Some 1,600 members of Colombia’s excint socialist party Union Patriotica (UP) were murdered between 1984 and 1997, according to a new book.
With his book, Union Patriotica (Patriotic Union), researcher Roberto Romero wanted to pay homage to the party of which he was a member by recalling the genocide of his fellow comrades, he said in an interview with newspaper El Espectador published Sunday.
In the 435 page book he listed 1,598 victims with names, locations and dates of death from April 6, 1984 to December 30, 1997.
Out of the almost 1,600 murders documented, only 137 resulted in judicial sentencing. Romero’s researched identified that areas of the most fatalities were Meta and Antioquia with 458 and 385 respectively, representing more than half the total killed.

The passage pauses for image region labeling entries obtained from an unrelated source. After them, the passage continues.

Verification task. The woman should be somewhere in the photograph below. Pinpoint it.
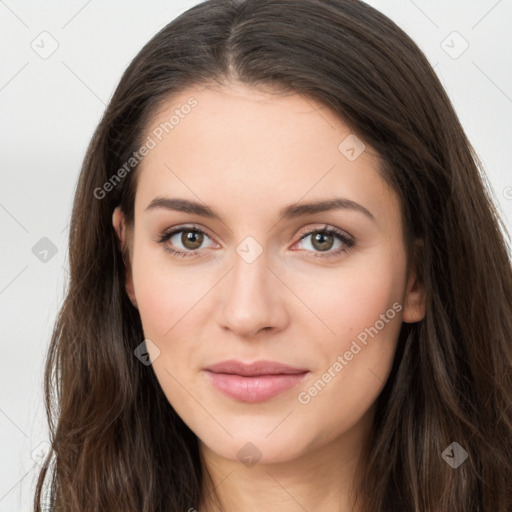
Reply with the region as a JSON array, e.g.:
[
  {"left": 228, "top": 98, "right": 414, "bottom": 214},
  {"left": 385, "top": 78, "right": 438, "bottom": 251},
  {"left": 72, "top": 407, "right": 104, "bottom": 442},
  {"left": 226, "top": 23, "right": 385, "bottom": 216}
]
[{"left": 35, "top": 0, "right": 512, "bottom": 512}]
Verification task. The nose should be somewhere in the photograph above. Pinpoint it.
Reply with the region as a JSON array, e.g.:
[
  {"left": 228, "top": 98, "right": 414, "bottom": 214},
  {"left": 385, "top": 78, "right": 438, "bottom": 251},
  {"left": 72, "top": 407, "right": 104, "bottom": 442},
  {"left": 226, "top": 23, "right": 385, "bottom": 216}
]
[{"left": 218, "top": 252, "right": 289, "bottom": 339}]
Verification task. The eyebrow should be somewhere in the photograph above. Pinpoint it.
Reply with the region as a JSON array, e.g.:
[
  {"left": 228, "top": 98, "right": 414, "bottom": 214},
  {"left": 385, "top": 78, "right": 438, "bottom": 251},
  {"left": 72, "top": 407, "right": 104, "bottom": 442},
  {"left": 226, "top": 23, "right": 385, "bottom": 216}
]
[{"left": 145, "top": 196, "right": 377, "bottom": 222}]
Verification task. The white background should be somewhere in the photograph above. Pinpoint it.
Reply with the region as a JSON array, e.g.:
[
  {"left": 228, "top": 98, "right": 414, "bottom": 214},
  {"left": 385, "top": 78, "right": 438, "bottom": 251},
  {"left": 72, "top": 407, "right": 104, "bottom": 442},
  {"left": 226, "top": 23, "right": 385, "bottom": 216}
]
[{"left": 0, "top": 0, "right": 512, "bottom": 512}]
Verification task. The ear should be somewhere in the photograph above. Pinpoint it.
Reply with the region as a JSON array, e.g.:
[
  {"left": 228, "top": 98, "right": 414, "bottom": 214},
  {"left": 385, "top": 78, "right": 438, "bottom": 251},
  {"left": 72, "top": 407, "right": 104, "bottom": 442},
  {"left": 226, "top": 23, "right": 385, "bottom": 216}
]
[
  {"left": 402, "top": 240, "right": 426, "bottom": 323},
  {"left": 112, "top": 206, "right": 137, "bottom": 307}
]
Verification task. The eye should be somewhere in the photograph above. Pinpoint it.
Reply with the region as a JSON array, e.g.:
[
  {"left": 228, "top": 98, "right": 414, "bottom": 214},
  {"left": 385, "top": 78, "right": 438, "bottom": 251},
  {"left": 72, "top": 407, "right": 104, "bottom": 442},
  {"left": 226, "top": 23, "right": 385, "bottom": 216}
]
[
  {"left": 157, "top": 225, "right": 356, "bottom": 258},
  {"left": 158, "top": 226, "right": 218, "bottom": 258},
  {"left": 292, "top": 225, "right": 356, "bottom": 258}
]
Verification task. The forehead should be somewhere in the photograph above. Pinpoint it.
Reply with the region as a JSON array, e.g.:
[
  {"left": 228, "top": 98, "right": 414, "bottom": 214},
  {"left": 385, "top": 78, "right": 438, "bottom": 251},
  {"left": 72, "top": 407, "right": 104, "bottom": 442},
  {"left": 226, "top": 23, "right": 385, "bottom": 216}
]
[{"left": 136, "top": 84, "right": 397, "bottom": 226}]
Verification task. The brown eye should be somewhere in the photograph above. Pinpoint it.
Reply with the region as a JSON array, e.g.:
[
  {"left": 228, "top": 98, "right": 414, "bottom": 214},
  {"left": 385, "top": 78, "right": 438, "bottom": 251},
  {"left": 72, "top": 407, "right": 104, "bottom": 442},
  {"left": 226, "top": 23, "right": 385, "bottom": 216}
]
[
  {"left": 181, "top": 230, "right": 204, "bottom": 251},
  {"left": 311, "top": 233, "right": 334, "bottom": 251}
]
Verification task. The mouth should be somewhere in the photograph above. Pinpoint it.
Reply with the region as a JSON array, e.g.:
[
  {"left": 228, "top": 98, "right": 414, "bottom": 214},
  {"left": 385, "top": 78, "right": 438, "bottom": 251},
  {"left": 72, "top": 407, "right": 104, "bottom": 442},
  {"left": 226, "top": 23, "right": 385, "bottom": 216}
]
[{"left": 204, "top": 360, "right": 309, "bottom": 403}]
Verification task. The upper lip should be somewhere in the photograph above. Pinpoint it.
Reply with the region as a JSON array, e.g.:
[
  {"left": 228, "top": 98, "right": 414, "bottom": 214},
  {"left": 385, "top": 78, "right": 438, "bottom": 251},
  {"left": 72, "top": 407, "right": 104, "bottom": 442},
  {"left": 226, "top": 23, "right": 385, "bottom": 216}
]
[{"left": 204, "top": 359, "right": 308, "bottom": 377}]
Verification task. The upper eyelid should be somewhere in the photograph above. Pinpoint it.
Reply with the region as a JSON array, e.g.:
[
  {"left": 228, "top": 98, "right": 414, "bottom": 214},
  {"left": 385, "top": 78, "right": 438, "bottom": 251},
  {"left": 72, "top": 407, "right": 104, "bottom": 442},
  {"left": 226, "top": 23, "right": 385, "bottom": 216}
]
[{"left": 162, "top": 224, "right": 354, "bottom": 248}]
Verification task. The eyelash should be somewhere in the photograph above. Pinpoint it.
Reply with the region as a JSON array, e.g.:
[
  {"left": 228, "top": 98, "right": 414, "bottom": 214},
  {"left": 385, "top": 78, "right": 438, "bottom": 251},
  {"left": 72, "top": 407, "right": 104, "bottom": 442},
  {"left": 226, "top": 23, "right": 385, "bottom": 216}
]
[{"left": 157, "top": 225, "right": 356, "bottom": 259}]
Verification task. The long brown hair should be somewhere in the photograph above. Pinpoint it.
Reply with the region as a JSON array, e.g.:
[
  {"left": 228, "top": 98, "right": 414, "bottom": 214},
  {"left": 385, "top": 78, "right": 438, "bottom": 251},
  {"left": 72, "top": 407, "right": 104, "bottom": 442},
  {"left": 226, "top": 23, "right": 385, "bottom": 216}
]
[{"left": 35, "top": 0, "right": 512, "bottom": 512}]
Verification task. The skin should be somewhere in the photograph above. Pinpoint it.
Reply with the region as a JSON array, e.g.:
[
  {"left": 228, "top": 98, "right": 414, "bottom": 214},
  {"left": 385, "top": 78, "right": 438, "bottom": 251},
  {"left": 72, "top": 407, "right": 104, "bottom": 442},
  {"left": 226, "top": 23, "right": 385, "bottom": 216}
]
[{"left": 112, "top": 82, "right": 425, "bottom": 512}]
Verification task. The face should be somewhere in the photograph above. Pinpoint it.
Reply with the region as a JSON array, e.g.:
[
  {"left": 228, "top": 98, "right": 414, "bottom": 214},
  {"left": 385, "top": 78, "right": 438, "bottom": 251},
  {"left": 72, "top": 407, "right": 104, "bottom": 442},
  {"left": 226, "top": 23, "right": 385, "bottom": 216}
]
[{"left": 113, "top": 83, "right": 424, "bottom": 463}]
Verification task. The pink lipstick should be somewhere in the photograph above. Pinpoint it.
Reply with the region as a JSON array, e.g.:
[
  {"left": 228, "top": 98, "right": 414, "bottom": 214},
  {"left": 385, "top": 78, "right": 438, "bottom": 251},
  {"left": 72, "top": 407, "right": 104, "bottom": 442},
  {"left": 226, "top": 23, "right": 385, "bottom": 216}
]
[{"left": 204, "top": 360, "right": 309, "bottom": 403}]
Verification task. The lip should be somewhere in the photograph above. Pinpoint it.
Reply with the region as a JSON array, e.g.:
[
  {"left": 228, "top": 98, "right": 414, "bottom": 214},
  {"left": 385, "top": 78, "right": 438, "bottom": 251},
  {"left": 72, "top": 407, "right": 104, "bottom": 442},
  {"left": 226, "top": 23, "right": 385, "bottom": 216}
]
[{"left": 204, "top": 360, "right": 309, "bottom": 403}]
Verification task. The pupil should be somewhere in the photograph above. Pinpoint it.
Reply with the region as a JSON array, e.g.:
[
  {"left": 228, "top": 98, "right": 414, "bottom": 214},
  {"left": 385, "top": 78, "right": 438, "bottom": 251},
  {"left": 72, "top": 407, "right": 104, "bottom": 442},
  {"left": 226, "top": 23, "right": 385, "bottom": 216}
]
[
  {"left": 181, "top": 231, "right": 203, "bottom": 249},
  {"left": 313, "top": 233, "right": 332, "bottom": 250}
]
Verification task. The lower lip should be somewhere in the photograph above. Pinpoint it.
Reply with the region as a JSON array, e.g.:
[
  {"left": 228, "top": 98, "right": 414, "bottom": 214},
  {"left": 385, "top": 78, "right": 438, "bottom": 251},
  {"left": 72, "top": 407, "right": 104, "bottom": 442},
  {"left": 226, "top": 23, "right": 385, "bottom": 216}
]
[{"left": 205, "top": 371, "right": 309, "bottom": 402}]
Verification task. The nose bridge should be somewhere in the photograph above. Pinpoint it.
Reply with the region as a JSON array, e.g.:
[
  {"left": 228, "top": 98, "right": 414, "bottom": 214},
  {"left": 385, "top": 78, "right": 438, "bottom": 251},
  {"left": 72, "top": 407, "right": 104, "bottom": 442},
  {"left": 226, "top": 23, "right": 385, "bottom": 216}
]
[{"left": 220, "top": 241, "right": 283, "bottom": 336}]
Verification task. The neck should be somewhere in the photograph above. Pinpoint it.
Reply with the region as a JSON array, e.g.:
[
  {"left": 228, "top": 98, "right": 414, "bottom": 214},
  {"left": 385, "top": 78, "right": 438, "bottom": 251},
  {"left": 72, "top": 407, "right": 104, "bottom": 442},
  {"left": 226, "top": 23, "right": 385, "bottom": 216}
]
[{"left": 198, "top": 411, "right": 372, "bottom": 512}]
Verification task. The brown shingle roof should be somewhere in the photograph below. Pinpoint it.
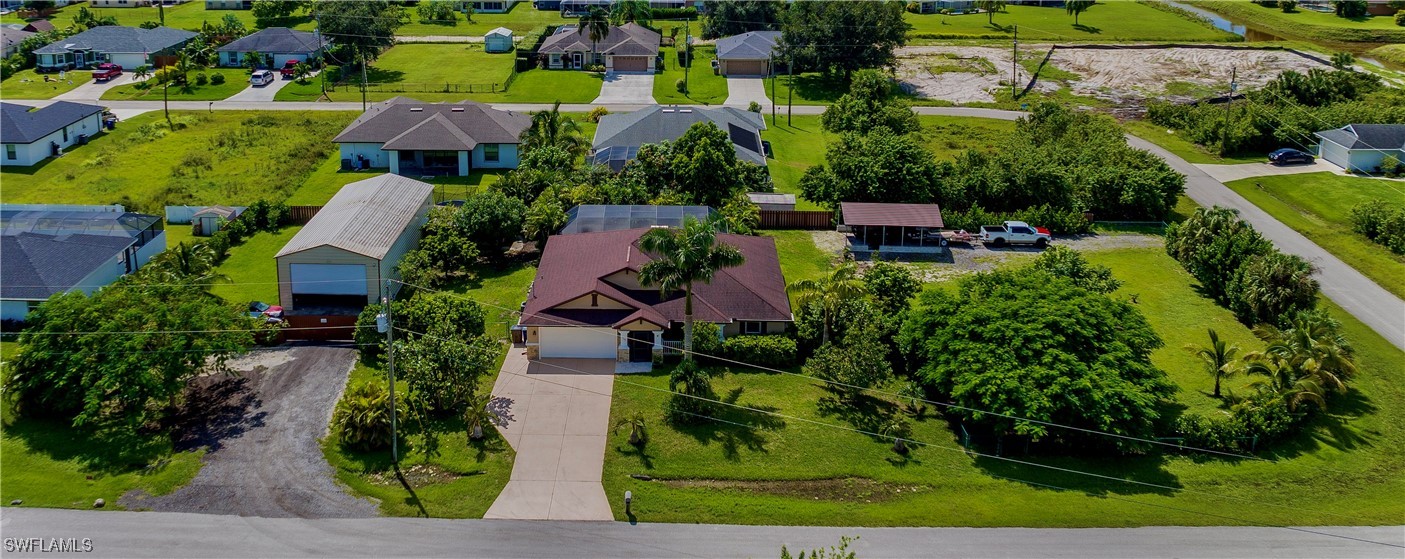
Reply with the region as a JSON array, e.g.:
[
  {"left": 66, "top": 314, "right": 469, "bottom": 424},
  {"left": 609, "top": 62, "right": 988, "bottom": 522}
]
[
  {"left": 521, "top": 229, "right": 791, "bottom": 327},
  {"left": 839, "top": 202, "right": 943, "bottom": 228}
]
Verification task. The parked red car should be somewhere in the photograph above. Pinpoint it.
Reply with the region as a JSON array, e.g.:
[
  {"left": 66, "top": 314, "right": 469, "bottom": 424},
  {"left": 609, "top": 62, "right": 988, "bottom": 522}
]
[{"left": 93, "top": 62, "right": 122, "bottom": 81}]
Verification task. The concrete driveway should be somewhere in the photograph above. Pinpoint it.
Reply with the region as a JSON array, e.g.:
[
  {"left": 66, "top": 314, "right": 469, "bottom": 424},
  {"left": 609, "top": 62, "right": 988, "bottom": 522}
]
[
  {"left": 594, "top": 73, "right": 653, "bottom": 105},
  {"left": 724, "top": 77, "right": 771, "bottom": 111},
  {"left": 483, "top": 347, "right": 614, "bottom": 521}
]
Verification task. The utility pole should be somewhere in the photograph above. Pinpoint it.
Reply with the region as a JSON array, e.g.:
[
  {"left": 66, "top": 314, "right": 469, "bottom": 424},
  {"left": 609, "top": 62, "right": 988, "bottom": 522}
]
[
  {"left": 381, "top": 280, "right": 400, "bottom": 466},
  {"left": 1010, "top": 25, "right": 1020, "bottom": 101}
]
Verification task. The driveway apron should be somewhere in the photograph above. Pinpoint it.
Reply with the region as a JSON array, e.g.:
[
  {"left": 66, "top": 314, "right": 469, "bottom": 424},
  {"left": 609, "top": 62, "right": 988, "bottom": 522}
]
[{"left": 483, "top": 347, "right": 614, "bottom": 521}]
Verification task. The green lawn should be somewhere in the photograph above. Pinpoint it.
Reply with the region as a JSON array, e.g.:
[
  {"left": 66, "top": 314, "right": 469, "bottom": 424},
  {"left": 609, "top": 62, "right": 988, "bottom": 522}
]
[
  {"left": 1123, "top": 121, "right": 1269, "bottom": 164},
  {"left": 103, "top": 67, "right": 249, "bottom": 101},
  {"left": 0, "top": 396, "right": 205, "bottom": 508},
  {"left": 603, "top": 242, "right": 1405, "bottom": 527},
  {"left": 1225, "top": 173, "right": 1405, "bottom": 298},
  {"left": 1187, "top": 0, "right": 1405, "bottom": 44},
  {"left": 762, "top": 115, "right": 1014, "bottom": 209},
  {"left": 653, "top": 46, "right": 726, "bottom": 105},
  {"left": 0, "top": 70, "right": 93, "bottom": 100},
  {"left": 903, "top": 1, "right": 1239, "bottom": 42},
  {"left": 0, "top": 111, "right": 355, "bottom": 213}
]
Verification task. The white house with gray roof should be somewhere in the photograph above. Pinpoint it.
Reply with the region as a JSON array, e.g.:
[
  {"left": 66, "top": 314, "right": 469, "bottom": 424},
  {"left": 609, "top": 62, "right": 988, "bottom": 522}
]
[
  {"left": 34, "top": 25, "right": 200, "bottom": 72},
  {"left": 590, "top": 105, "right": 766, "bottom": 171},
  {"left": 717, "top": 31, "right": 781, "bottom": 77},
  {"left": 0, "top": 101, "right": 103, "bottom": 167},
  {"left": 332, "top": 97, "right": 531, "bottom": 177},
  {"left": 274, "top": 174, "right": 434, "bottom": 315},
  {"left": 1316, "top": 124, "right": 1405, "bottom": 173}
]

The author said he hopes that Colombians never forget the past as a means to ensure peace for the future. He recalled the massacre of Segovia, Antioquia on November 11, 1988 in which, “The paramilitaries came and killed all those people. Then before leaving, wrote on the walls, ‘Do not come back to vote for the Union Patriotica. That causes death.'” Those murders resulted in the loss of all the party’s power in that region.
“To meet the cry of peace there must be changes,” said Romero. “Society has to accept that it allowed this genocide and should apologize.”
Amid rumors that the Union Patriotica was exterminated for its ties with the FARC, Romero said that after some years, his party broke away from the guerrilla organization and went on to condemn it. He said, “For example, Bernardo Jaramillo Ossa sharply rejected the FARC and they just killed him.”
The author recalled his days with the party when he ran against the man who would later become the supreme commander of the FARC from 2008 until his death on November 4, 2011 – “Alfonso Cano.”
“I won an election against Alfonso Cano,” he said smiling. “We both were presented to the position of District Secretary of the Communist Youth, but I remained. He got so mad that I decided it was best to leave the job to him.”
Romero said that after a while, he was tired of hearing about his fallen comrades and reiterated what Bogota’s interim Mayor Clara Lopez wrote in the preface to his book, that at “every funeral people were saying goodbye: we’ll see each other in the next [life].”
“The frustration becomes such that you no longer feel. I think that is why Colombian society is so sleepy, from all the tragedies that we have lived,” said Romero.